Bir soyun ortak kurucuları: Tolstoy ve Ahmed Arif
Edebiyatımıza kazandırdığı sadece bir kitabıyla var olan Ahmed Arif... Ama öyle bir kitap ki gönülden gönüle, nesilden nesile dolaşıyor. Hasreti, doğayı, insanı, toprağı; dünü, bugünü, yarını anlatıyor. Ölüm yıl dönümünde bilinmeyenleriyle Ahmed Arif ve "Hasretinden Prangalar Eskittim" kitabının üçüncü şahıs anlatısı…
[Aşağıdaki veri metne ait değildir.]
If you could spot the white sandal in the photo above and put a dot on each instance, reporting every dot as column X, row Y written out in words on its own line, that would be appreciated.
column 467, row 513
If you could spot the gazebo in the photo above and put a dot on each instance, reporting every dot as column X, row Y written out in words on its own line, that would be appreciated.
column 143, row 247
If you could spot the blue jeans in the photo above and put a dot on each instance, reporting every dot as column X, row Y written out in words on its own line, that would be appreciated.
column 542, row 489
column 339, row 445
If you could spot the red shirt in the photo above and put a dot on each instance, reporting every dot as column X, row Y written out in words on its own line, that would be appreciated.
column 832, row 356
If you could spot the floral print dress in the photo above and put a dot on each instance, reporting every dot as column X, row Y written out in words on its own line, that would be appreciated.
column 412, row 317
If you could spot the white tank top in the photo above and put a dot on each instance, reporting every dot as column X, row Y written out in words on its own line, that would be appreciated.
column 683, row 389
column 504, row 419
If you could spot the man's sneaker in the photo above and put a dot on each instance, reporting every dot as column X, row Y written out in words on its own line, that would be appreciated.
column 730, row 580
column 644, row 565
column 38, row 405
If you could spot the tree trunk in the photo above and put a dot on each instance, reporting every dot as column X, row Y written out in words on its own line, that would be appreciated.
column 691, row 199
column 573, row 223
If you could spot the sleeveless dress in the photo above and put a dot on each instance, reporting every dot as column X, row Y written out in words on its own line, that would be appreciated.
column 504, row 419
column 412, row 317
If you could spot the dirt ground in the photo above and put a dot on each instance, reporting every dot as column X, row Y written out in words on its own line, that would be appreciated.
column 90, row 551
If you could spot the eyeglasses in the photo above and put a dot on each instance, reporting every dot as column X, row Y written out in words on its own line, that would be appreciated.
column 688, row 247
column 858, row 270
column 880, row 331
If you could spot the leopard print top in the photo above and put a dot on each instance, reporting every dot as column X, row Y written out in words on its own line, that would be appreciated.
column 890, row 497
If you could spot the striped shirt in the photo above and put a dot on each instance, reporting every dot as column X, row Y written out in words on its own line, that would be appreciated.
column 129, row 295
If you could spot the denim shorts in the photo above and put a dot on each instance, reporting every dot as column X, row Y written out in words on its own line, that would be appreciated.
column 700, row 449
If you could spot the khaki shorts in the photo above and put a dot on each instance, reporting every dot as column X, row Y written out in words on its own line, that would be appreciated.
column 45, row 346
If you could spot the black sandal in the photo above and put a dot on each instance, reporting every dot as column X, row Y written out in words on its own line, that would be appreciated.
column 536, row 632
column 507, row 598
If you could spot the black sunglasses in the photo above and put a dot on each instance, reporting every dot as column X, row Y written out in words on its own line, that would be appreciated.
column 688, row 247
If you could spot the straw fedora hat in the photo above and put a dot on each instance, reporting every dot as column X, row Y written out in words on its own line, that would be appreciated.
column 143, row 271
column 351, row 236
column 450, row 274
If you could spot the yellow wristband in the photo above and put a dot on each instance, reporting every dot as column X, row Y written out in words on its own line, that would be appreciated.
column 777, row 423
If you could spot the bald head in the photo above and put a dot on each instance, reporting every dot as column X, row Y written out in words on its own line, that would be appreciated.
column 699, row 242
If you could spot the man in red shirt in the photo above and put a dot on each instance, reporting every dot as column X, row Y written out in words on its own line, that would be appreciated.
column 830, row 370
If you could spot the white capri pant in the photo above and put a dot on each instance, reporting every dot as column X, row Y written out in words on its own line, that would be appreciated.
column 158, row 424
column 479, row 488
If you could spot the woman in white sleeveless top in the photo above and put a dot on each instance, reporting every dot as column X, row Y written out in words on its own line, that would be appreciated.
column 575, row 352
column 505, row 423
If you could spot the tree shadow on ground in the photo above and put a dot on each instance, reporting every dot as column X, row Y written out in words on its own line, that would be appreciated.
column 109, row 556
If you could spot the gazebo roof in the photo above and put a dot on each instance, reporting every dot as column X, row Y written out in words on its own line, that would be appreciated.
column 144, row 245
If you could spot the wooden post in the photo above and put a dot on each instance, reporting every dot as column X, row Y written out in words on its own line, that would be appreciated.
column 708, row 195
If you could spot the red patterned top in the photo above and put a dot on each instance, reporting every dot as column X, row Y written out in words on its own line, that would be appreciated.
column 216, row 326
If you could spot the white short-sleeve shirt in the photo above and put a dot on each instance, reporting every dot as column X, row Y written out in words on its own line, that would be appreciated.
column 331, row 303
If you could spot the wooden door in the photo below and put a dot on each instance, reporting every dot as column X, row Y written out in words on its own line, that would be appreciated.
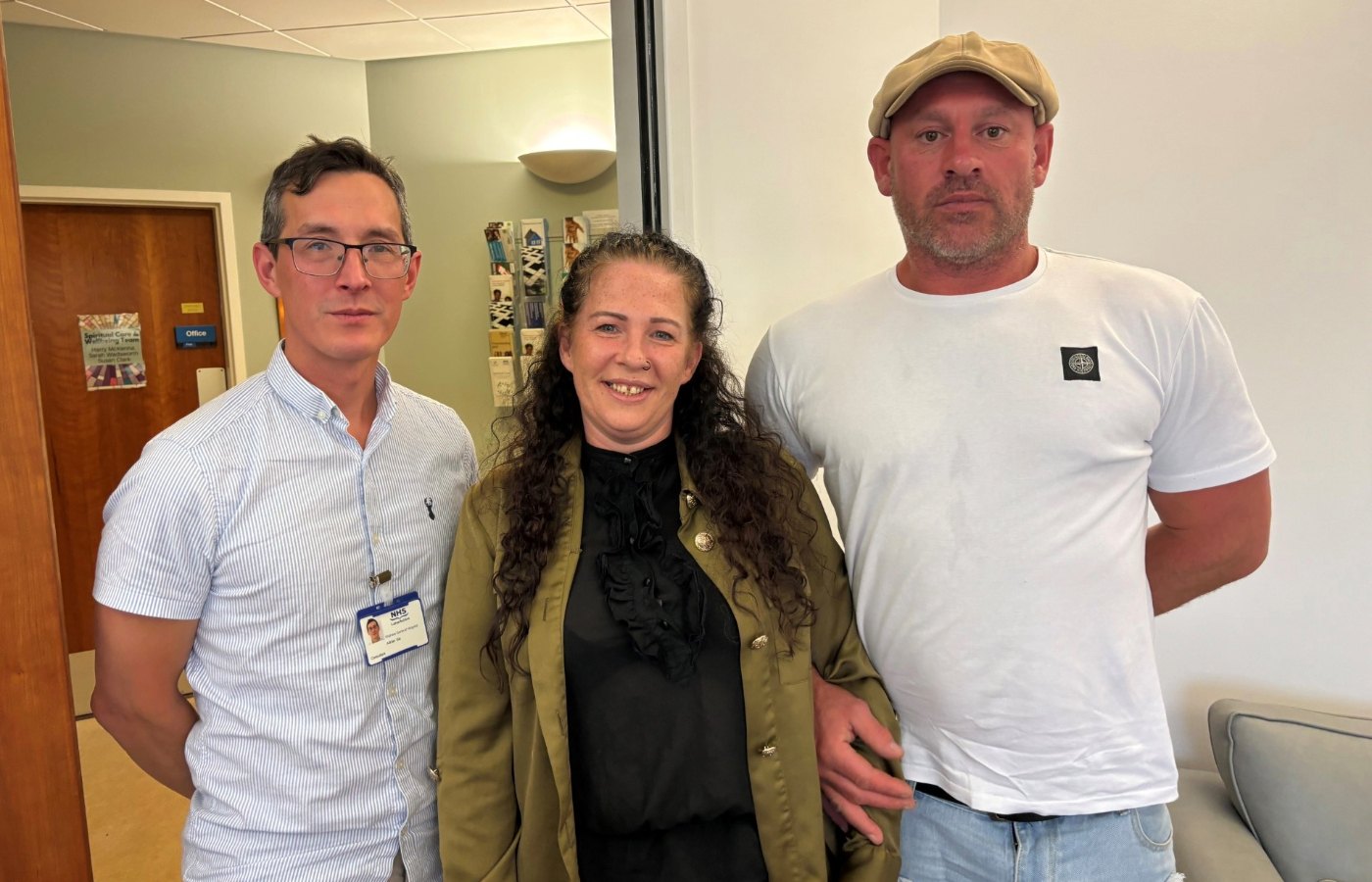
column 161, row 264
column 43, row 833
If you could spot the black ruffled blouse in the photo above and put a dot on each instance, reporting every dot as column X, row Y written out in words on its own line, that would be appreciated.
column 655, row 699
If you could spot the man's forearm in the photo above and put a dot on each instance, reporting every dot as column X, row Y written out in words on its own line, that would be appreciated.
column 1182, row 565
column 153, row 735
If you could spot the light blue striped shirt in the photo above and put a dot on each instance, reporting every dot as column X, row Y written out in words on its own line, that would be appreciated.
column 264, row 518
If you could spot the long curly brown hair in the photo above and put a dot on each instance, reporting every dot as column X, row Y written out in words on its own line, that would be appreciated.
column 744, row 481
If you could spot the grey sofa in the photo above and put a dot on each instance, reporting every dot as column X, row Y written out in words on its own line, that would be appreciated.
column 1292, row 802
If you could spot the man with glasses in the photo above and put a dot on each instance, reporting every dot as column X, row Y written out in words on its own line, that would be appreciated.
column 256, row 539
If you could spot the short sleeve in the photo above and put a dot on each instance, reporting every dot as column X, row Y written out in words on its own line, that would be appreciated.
column 1209, row 434
column 157, row 552
column 765, row 394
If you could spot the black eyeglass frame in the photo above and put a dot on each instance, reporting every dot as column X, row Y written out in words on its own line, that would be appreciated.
column 290, row 244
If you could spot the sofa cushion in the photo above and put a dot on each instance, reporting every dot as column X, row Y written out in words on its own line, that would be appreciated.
column 1300, row 781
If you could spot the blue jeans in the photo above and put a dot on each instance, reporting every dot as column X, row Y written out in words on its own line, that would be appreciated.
column 944, row 841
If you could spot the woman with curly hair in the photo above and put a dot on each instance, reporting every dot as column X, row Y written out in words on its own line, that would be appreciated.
column 638, row 594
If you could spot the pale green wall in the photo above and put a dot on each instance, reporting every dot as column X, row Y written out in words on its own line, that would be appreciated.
column 113, row 110
column 456, row 125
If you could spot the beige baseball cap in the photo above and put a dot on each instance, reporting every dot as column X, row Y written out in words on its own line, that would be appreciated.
column 1008, row 64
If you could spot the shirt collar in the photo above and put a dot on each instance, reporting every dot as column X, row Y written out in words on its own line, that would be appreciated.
column 311, row 402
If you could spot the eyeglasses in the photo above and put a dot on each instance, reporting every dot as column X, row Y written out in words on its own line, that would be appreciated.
column 324, row 257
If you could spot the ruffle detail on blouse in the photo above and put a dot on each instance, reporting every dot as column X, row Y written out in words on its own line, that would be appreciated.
column 651, row 586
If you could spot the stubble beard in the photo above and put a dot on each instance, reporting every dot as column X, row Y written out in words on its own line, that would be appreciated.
column 947, row 237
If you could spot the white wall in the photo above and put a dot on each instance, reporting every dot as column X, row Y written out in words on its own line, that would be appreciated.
column 1223, row 143
column 765, row 137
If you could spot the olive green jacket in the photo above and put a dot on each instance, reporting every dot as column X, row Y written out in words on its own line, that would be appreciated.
column 505, row 788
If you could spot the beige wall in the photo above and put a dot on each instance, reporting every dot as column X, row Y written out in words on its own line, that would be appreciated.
column 456, row 125
column 112, row 110
column 1218, row 141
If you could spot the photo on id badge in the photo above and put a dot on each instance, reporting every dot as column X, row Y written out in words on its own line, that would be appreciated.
column 390, row 630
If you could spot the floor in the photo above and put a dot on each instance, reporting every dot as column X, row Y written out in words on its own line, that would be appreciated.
column 134, row 823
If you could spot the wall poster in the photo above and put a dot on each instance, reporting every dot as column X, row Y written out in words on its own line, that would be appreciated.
column 112, row 349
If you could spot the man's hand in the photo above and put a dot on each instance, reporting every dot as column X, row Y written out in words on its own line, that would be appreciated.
column 848, row 781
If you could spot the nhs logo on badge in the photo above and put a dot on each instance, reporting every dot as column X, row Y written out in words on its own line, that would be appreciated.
column 195, row 336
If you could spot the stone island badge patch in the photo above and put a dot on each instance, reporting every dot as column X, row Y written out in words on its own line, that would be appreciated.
column 1080, row 363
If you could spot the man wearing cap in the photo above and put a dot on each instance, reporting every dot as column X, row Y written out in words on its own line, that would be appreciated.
column 1032, row 402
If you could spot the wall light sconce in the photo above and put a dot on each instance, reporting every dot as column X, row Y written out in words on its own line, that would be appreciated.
column 568, row 167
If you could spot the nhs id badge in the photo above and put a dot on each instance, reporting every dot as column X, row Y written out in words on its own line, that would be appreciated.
column 390, row 630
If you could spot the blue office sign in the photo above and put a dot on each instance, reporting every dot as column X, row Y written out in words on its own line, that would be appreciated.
column 195, row 336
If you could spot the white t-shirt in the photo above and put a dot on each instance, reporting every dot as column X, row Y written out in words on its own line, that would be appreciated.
column 988, row 457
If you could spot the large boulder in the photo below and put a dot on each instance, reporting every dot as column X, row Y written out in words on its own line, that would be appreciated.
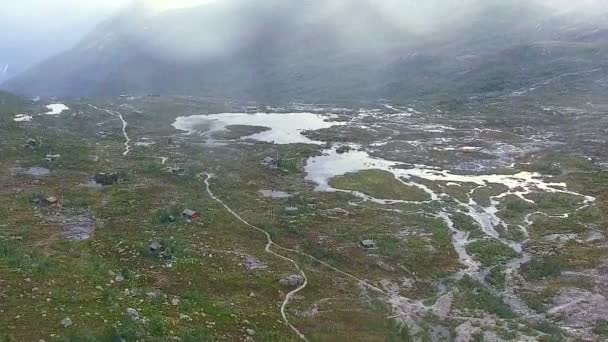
column 294, row 280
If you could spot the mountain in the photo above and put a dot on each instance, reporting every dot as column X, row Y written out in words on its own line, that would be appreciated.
column 317, row 50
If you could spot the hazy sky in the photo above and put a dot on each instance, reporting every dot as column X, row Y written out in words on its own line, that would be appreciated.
column 33, row 30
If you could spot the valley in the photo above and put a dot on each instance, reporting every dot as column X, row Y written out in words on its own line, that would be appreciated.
column 372, row 221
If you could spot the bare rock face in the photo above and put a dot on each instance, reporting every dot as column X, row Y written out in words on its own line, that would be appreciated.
column 579, row 309
column 294, row 280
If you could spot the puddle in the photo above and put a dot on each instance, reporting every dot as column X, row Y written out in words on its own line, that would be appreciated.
column 284, row 128
column 274, row 194
column 56, row 109
column 22, row 118
column 32, row 171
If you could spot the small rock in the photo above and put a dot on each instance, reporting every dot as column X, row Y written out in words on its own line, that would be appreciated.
column 132, row 314
column 67, row 322
column 292, row 281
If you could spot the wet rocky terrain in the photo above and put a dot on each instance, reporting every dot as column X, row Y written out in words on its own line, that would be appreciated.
column 483, row 220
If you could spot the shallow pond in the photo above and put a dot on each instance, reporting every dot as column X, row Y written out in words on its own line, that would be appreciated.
column 284, row 128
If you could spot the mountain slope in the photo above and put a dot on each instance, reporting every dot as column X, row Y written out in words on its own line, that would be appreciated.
column 313, row 50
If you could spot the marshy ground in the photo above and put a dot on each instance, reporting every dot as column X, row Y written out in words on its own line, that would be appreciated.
column 487, row 224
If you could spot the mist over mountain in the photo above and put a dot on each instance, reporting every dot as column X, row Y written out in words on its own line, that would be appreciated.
column 331, row 50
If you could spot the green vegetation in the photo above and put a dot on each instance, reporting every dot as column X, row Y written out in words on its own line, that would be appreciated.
column 464, row 222
column 474, row 296
column 491, row 252
column 379, row 184
column 541, row 268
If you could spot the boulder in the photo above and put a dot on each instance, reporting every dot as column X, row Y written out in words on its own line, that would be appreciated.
column 293, row 280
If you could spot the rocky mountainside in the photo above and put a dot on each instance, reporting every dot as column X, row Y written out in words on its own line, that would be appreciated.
column 330, row 50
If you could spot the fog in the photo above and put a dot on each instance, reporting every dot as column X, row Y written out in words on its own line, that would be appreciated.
column 32, row 30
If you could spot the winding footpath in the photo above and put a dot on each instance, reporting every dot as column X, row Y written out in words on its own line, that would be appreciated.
column 396, row 300
column 268, row 249
column 124, row 127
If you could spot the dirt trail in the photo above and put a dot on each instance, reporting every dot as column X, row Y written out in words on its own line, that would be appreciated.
column 405, row 306
column 124, row 127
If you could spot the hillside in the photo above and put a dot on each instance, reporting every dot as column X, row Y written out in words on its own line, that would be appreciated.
column 347, row 51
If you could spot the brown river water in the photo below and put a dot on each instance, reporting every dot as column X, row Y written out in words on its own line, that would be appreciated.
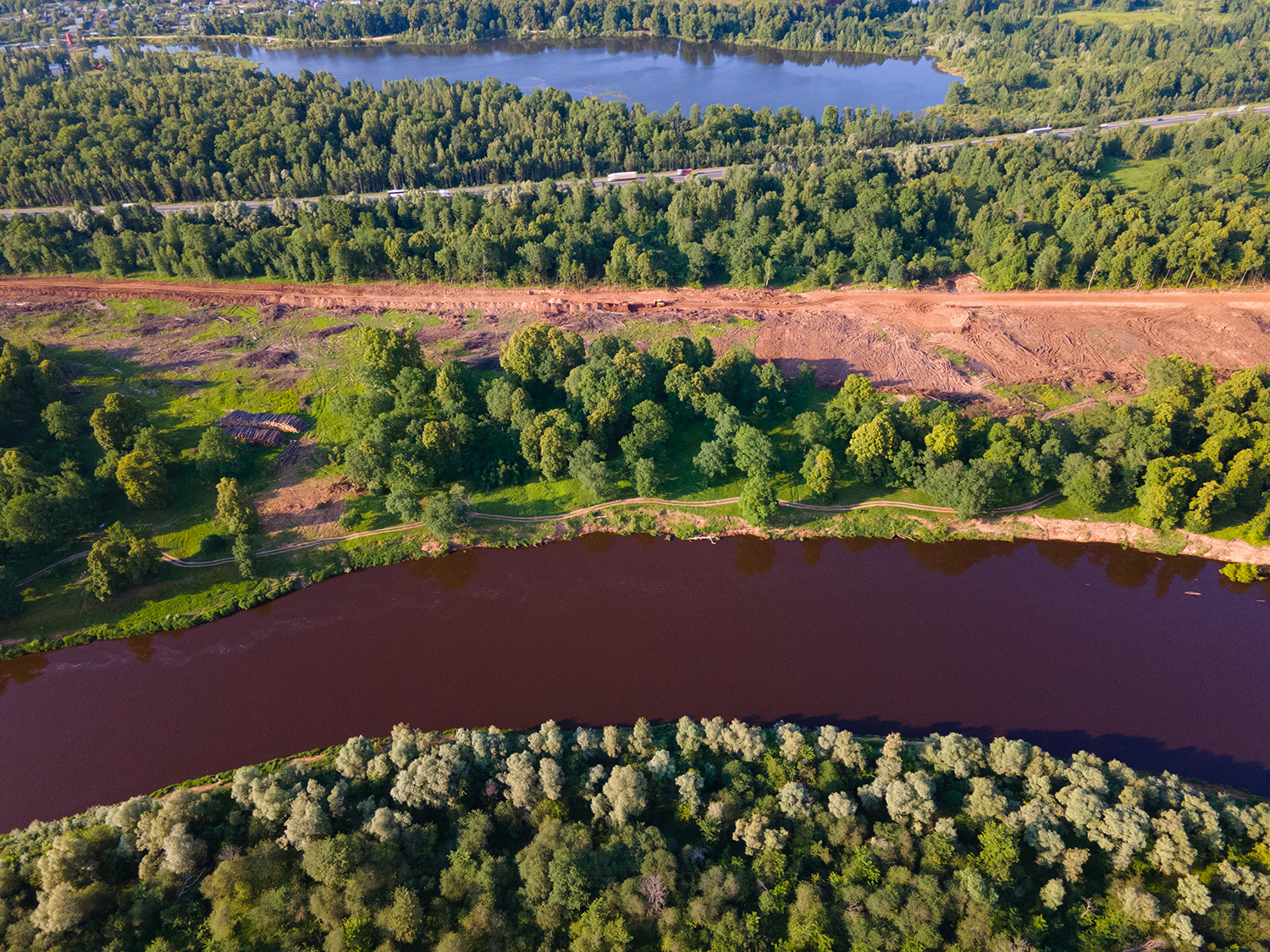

"Ben büyük değilim. Halkımın sıradan ve gariban bir ozanıyım. Lütfen bunu belirt. Buna inanıyorum ve onur duyuyorum. Bazı adamlar "Son elli yılın en iyi kitabını ben yazdım" diyorlar. O kendi iddiası muhteremin."
“BENİM KİTABIMI EMEKÇİLER OKUR, ONLARIN PARASI KISITLIDIR”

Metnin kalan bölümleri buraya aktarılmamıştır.